I just generated a pull request

https://github.com/scheme-requests-for-implementation/srfi-231/pull/43

to add an implementation of f16-storage-class, plus tests, to the sample implementation.

If comments or further suggestions would be appreciated.

The implementation assumes at least 32-bit fixnums and 64-bit IEEE double flonums, and uses flilogb, flscalbn, and an internal Gambit procedure ##flcopysign, which do the same things as their C counterparts. Otherwise, it's fairly straightforward.

I'm still thinking about the f8-storage-class issue.

Brad

On 3/14/23 6:39 PM, Shiro Kawai wrote:

Gauche also supports f16 numeric vector.
The conversion routines is in C.  Writing it in portable Scheme may be a bit of challenge (you'll probably need to assume IEEE double representation for flonums, at least)

https://github.com/shirok/Gauche/blob/master/src/number.c#L492 <https://github.com/shirok/Gauche/blob/master/src/number.c#L492> https://github.com/shirok/Gauche/blob/master/src/number.c#L469 <https://github.com/shirok/Gauche/blob/master/src/number.c#L469>


On Tue, Mar 14, 2023 at 6:24 AM John Cowan <[email protected] <mailto:[email protected]>> wrote:

    There's also a C version at
    
<https://www.mathworks.com/matlabcentral/fileexchange/23173-ieee-754r-half-precision-floating-point-converter
 
<https://www.mathworks.com/matlabcentral/fileexchange/23173-ieee-754r-half-precision-floating-point-converter>>.

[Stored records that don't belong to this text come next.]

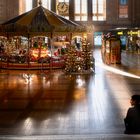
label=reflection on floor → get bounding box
[0,48,140,139]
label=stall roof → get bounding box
[0,5,86,37]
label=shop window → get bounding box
[74,0,87,21]
[94,32,102,46]
[120,36,126,50]
[92,0,106,21]
[120,36,126,46]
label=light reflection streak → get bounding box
[73,88,85,100]
[96,62,140,79]
[76,78,85,88]
[94,61,138,117]
[22,73,32,84]
[75,75,86,88]
[105,77,131,117]
[46,81,51,87]
[23,117,34,130]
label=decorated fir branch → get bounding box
[81,43,94,71]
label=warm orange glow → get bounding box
[31,49,48,58]
[83,33,87,40]
[32,50,38,58]
[73,88,85,100]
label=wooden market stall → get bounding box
[101,36,121,64]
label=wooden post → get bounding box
[27,34,30,68]
[50,32,53,71]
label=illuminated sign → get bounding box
[117,30,140,35]
[127,31,139,35]
[138,30,140,37]
[117,31,123,35]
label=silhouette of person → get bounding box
[124,94,140,134]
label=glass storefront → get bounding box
[94,32,103,47]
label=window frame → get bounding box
[92,0,106,21]
[74,0,88,21]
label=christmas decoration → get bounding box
[81,43,95,72]
[65,42,95,74]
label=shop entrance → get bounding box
[120,35,127,50]
[93,32,103,47]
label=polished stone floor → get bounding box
[0,49,140,140]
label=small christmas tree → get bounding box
[81,43,95,72]
[65,45,81,73]
[65,42,95,74]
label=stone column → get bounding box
[69,0,74,21]
[51,0,56,12]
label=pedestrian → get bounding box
[124,94,140,134]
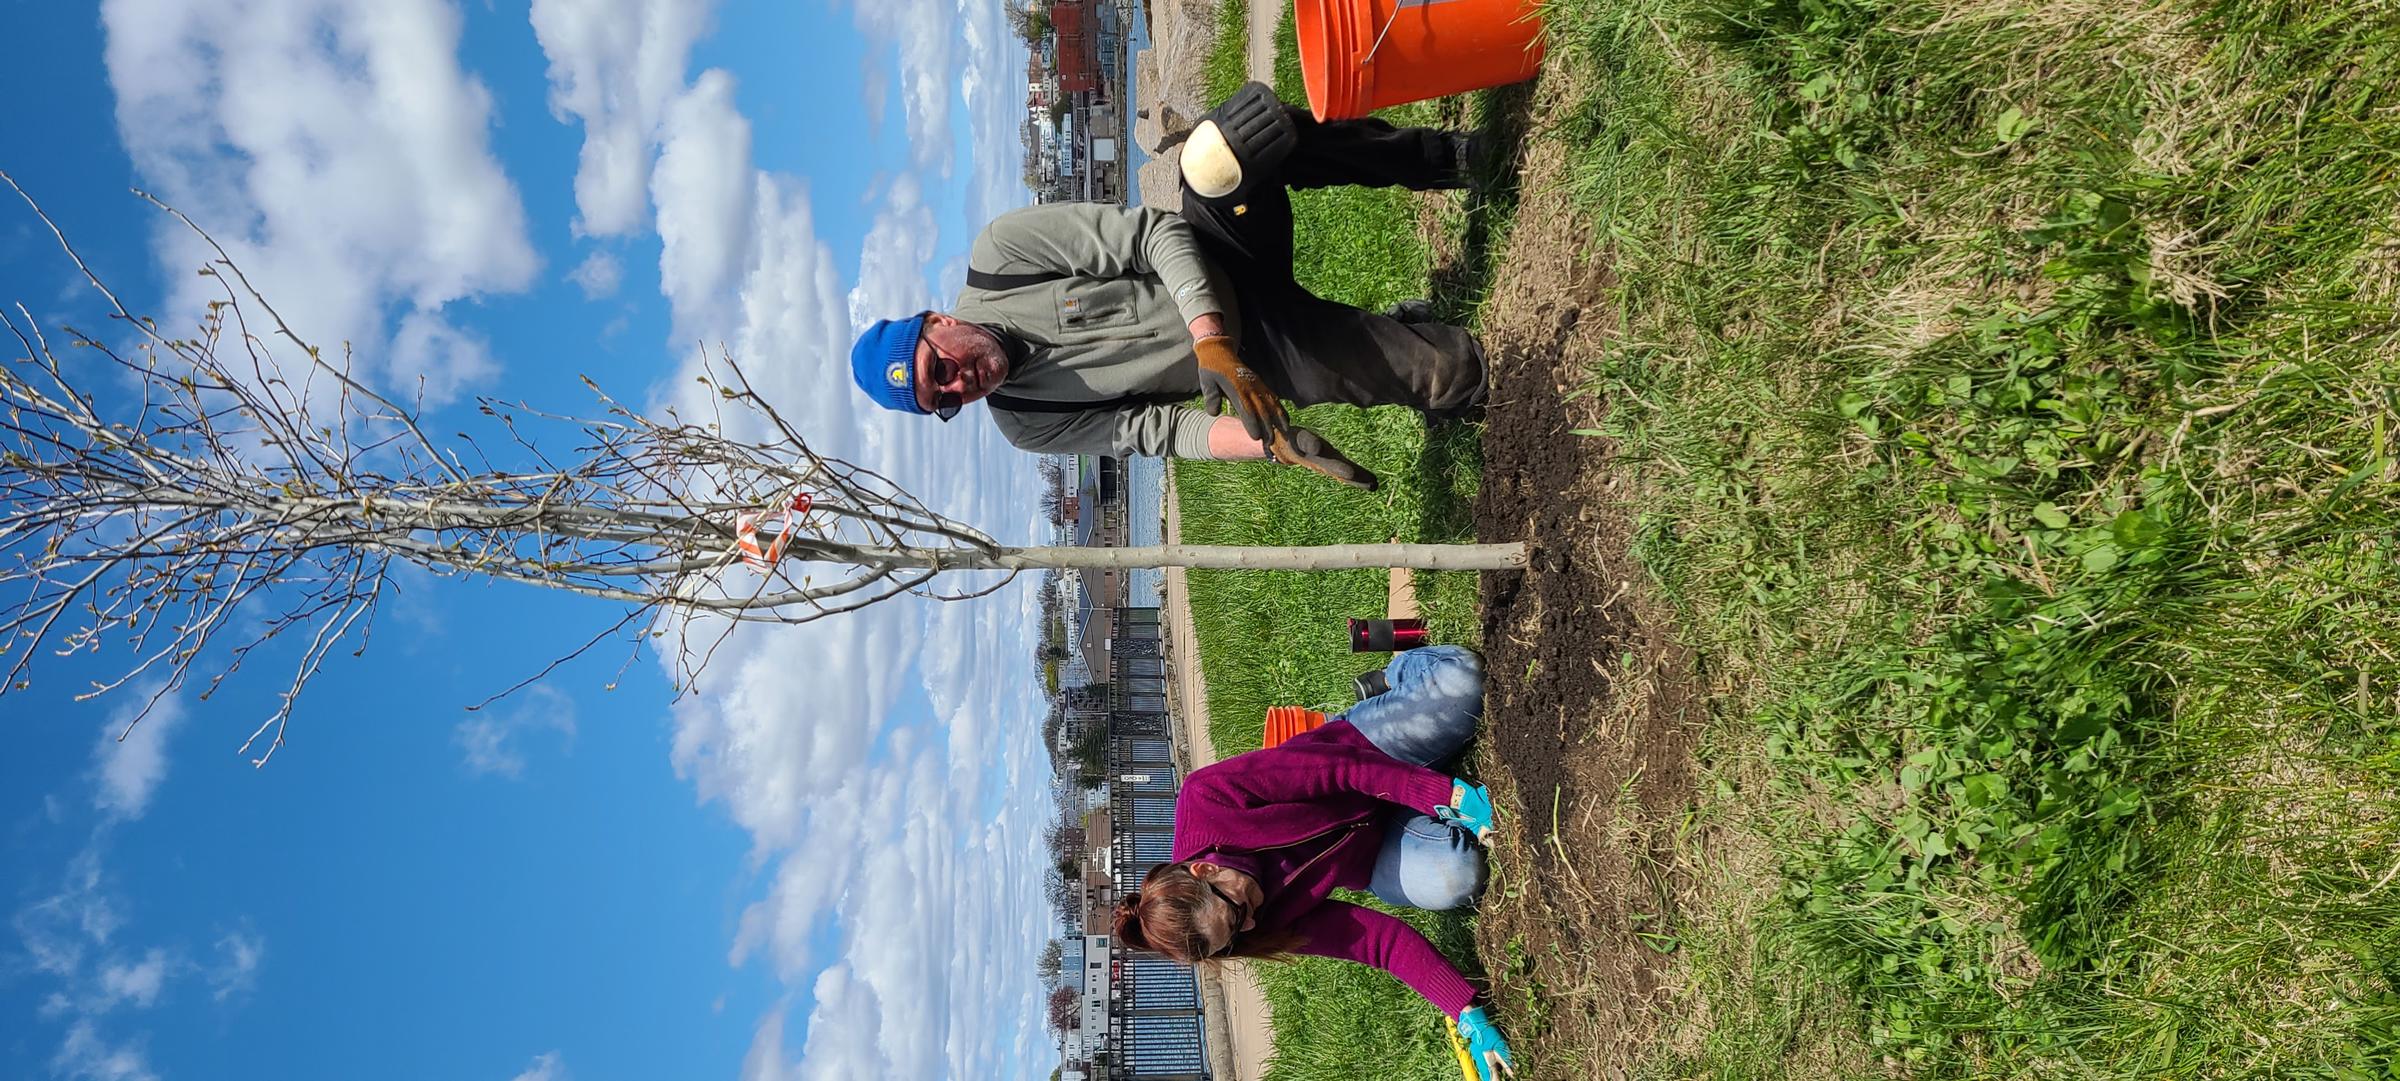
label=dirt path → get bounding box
[1246,0,1279,85]
[1161,470,1277,1081]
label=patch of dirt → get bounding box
[1462,127,1705,1079]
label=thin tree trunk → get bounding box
[900,543,1529,572]
[0,175,1537,751]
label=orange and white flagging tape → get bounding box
[735,492,815,571]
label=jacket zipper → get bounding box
[1277,824,1365,882]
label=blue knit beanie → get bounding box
[850,314,929,414]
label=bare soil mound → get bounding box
[1466,137,1703,1079]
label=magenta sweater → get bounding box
[1171,720,1477,1014]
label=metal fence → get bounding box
[1098,605,1210,1079]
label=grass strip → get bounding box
[1176,15,1496,1081]
[1537,0,2400,1073]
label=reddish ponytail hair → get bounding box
[1112,861,1306,964]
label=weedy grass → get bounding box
[1176,415,1483,1081]
[1203,0,1249,105]
[1246,910,1484,1081]
[1173,13,1494,1081]
[1177,402,1485,731]
[1213,4,1443,311]
[1539,0,2400,1074]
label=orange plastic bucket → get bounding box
[1293,0,1546,120]
[1262,706,1328,749]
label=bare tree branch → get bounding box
[0,174,1526,760]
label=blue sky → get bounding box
[0,2,1059,1079]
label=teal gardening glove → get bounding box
[1456,1005,1517,1080]
[1437,779,1496,841]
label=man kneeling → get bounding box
[848,82,1489,489]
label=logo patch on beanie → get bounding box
[886,361,909,388]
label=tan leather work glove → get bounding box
[1193,335,1292,445]
[1268,426,1380,491]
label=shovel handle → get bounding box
[1446,1016,1479,1081]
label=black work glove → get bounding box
[1268,426,1380,491]
[1194,335,1292,445]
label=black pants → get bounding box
[1176,102,1487,416]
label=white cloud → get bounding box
[648,189,1058,1081]
[794,964,888,1075]
[101,0,539,408]
[670,613,917,856]
[843,0,1024,203]
[96,948,171,1010]
[849,0,959,172]
[735,1006,789,1081]
[14,852,267,1081]
[724,727,1057,1080]
[954,0,1032,224]
[653,70,760,339]
[860,56,890,130]
[725,762,909,975]
[456,685,579,778]
[13,848,117,981]
[612,11,1053,1078]
[390,310,503,408]
[845,174,940,334]
[11,850,260,1074]
[529,0,715,236]
[209,929,266,1002]
[20,784,262,1073]
[92,691,186,822]
[645,67,910,853]
[509,1051,570,1081]
[570,250,626,299]
[52,1022,158,1081]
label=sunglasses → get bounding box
[924,338,965,421]
[1204,881,1249,958]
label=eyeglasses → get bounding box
[1204,881,1249,958]
[923,338,964,421]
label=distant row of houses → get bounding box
[1057,622,1208,1081]
[1053,453,1211,1081]
[1025,0,1133,204]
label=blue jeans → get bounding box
[1344,645,1488,910]
[1344,645,1483,768]
[1368,810,1488,910]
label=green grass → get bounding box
[1203,0,1249,105]
[1180,0,2400,1074]
[1274,9,1441,313]
[1531,0,2400,1074]
[1199,3,1448,315]
[1178,407,1483,746]
[1176,414,1483,1081]
[1175,425,1484,1081]
[1174,14,1502,1081]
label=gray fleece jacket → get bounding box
[950,203,1241,458]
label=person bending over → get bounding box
[848,82,1488,490]
[1112,645,1516,1079]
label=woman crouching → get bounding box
[1112,645,1516,1080]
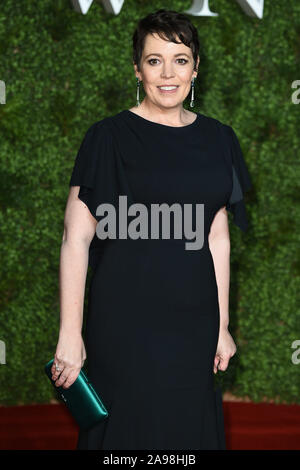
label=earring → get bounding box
[136,77,141,106]
[190,77,195,108]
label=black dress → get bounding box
[69,109,252,450]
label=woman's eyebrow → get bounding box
[144,53,190,59]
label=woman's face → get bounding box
[134,32,199,110]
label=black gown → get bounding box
[69,109,252,450]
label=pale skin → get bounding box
[52,32,236,389]
[51,187,96,388]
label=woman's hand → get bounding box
[51,332,87,389]
[213,325,237,374]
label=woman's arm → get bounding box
[59,186,97,335]
[208,206,237,373]
[51,186,97,388]
[208,206,230,329]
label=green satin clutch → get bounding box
[45,358,109,430]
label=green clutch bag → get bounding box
[45,358,109,430]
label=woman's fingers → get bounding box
[52,369,63,381]
[213,355,220,373]
[54,367,81,389]
[51,359,64,381]
[54,367,70,388]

    On Tue, Mar 14, 2023 at 12:22 PM John Cowan <[email protected]
    <mailto:[email protected]>> wrote:

        Unlike f8, f16 does have an IEEE standard, so it would be
        possible to use the same general strategy I proposed for f8 to
        provide a single f16 representation without any need for
        f16vectors or f16 hardware support.  There is a Java version of
        the necessary converters at
        
<https://stackoverflow.com/questions/6162651/half-precision-floating-point-in-java/6162687
 
<https://stackoverflow.com/questions/6162651/half-precision-floating-point-in-java/6162687>>;
 it doesn't require anything Java-specific but is pure bit-diddling code.  The opposite 
side is float32 rather than float64, but that is easily changed.  As the article points 
out, a lookup table of 64K floats is also a plausible implementation.  Doing one or both of 
these things pushes the implementation closer to the spec.

        No changes to the SRFI would be required, since the lack of
        support for f16 is not documented in the Implementation section.